I still don’t know what it was about. Because the script was written by Deadpool scribes Rhett Reese and Paul Wernick, everyone speaks almost entirely in sarcastic quips, only occasionally stopping to sketch out some kind of ethical agenda via verbose voiceovers and on-the-nose dialogue exchanges which only feel sincere when they’re silly. Every now and again the narrative machinery churns to a halt completely so that Bay can trot out sexy women in lingerie for trademark low-angle upskirt shots. The Bay-isms in 6 Underground, completely unfettered from traditional studio and theatrical limitations, are utterly tasteless but also admirably brazen, issuing a challenge to Bay’s detractors to deny his status as a true auteur, which of course he is, here more than ever.
Anyway, the gist is that Reynolds plays One, a nameless orphan billionaire magnet magnate who assembles his own crack vigilante squad to liberate Middle Eastern composite countries from dastardly hands.
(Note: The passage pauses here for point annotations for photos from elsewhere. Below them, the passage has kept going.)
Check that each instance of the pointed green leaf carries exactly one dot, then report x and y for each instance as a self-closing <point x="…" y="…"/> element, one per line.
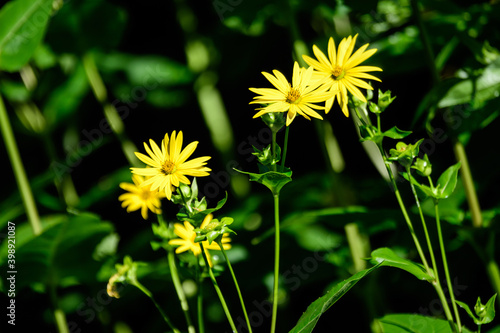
<point x="310" y="318"/>
<point x="387" y="257"/>
<point x="22" y="27"/>
<point x="398" y="323"/>
<point x="273" y="180"/>
<point x="447" y="182"/>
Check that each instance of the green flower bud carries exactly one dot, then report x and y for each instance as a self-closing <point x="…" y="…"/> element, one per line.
<point x="404" y="153"/>
<point x="423" y="166"/>
<point x="214" y="230"/>
<point x="274" y="120"/>
<point x="384" y="99"/>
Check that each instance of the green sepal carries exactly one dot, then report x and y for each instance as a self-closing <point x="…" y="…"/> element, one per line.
<point x="424" y="188"/>
<point x="273" y="180"/>
<point x="196" y="218"/>
<point x="404" y="154"/>
<point x="387" y="257"/>
<point x="447" y="182"/>
<point x="214" y="230"/>
<point x="265" y="156"/>
<point x="484" y="313"/>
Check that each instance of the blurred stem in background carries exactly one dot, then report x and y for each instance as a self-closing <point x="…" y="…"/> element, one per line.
<point x="458" y="147"/>
<point x="112" y="116"/>
<point x="461" y="156"/>
<point x="200" y="60"/>
<point x="19" y="172"/>
<point x="35" y="121"/>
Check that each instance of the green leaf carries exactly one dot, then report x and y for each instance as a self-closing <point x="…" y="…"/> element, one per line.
<point x="310" y="318"/>
<point x="396" y="133"/>
<point x="273" y="180"/>
<point x="386" y="257"/>
<point x="22" y="27"/>
<point x="62" y="253"/>
<point x="412" y="323"/>
<point x="447" y="182"/>
<point x="469" y="311"/>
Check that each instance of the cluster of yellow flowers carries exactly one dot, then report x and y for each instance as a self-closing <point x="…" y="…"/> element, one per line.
<point x="167" y="165"/>
<point x="327" y="78"/>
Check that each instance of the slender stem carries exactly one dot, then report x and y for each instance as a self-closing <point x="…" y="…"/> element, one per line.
<point x="150" y="295"/>
<point x="199" y="299"/>
<point x="273" y="148"/>
<point x="217" y="289"/>
<point x="405" y="214"/>
<point x="437" y="281"/>
<point x="19" y="172"/>
<point x="285" y="148"/>
<point x="446" y="270"/>
<point x="237" y="286"/>
<point x="470" y="190"/>
<point x="276" y="260"/>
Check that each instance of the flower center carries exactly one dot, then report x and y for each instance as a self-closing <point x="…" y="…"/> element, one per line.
<point x="293" y="96"/>
<point x="168" y="168"/>
<point x="337" y="73"/>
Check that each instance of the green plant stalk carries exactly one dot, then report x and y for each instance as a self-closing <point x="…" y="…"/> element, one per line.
<point x="446" y="270"/>
<point x="285" y="149"/>
<point x="236" y="284"/>
<point x="217" y="289"/>
<point x="19" y="172"/>
<point x="178" y="288"/>
<point x="276" y="197"/>
<point x="470" y="190"/>
<point x="273" y="148"/>
<point x="115" y="121"/>
<point x="437" y="281"/>
<point x="163" y="314"/>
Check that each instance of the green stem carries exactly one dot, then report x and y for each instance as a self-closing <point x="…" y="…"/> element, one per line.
<point x="437" y="281"/>
<point x="285" y="148"/>
<point x="405" y="213"/>
<point x="19" y="172"/>
<point x="199" y="298"/>
<point x="217" y="289"/>
<point x="150" y="295"/>
<point x="276" y="260"/>
<point x="446" y="270"/>
<point x="273" y="147"/>
<point x="470" y="190"/>
<point x="237" y="286"/>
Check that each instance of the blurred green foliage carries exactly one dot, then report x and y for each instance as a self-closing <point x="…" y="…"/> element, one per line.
<point x="187" y="65"/>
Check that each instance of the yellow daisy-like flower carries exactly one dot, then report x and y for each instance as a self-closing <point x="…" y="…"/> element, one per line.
<point x="340" y="71"/>
<point x="140" y="197"/>
<point x="187" y="235"/>
<point x="296" y="98"/>
<point x="168" y="165"/>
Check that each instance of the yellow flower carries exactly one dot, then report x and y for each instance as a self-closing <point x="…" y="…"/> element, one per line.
<point x="297" y="97"/>
<point x="168" y="166"/>
<point x="341" y="70"/>
<point x="139" y="196"/>
<point x="187" y="235"/>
For a while, 6 Underground pretends it’s going to examine each member of the team individually and then just decides it’s going to blow stuff up instead, which it does, enthusiastically and often, leading to what are undeniably some of the best, most gonzo action set-pieces both on the platform and in Bay’s already incendiary filmography — both quite an achievement. Bay’s refusal to characterize this crew — and One’s refusal to allow them to bond on a personal level — almost becomes a joke at the expense of impossibly earnest ensemble fare like the Fast & Furious franchise, the punchline being that this film, rather than belonging to all of them, belongs to Bay entirely.
On the one hand, Bay shouldn’t have this much freedom; he’s too indulgent a filmmaker, and when the leash is too long — or, in this case, was left at the Netflix offices — his baser tendencies are free to run riot and drown out whatever story is playing out in the lulls between explosions. But on the other hand, it’s always nice to see someone — yes, even Michael Bay — be given an eye-watering amount of money to make exactly the kind of film they want to make, without any restrictions. 6 Underground is, in that sense, a win for art and the artist, and a thoroughly bonkers extravaganza in its own right, even if it isn’t much of a film.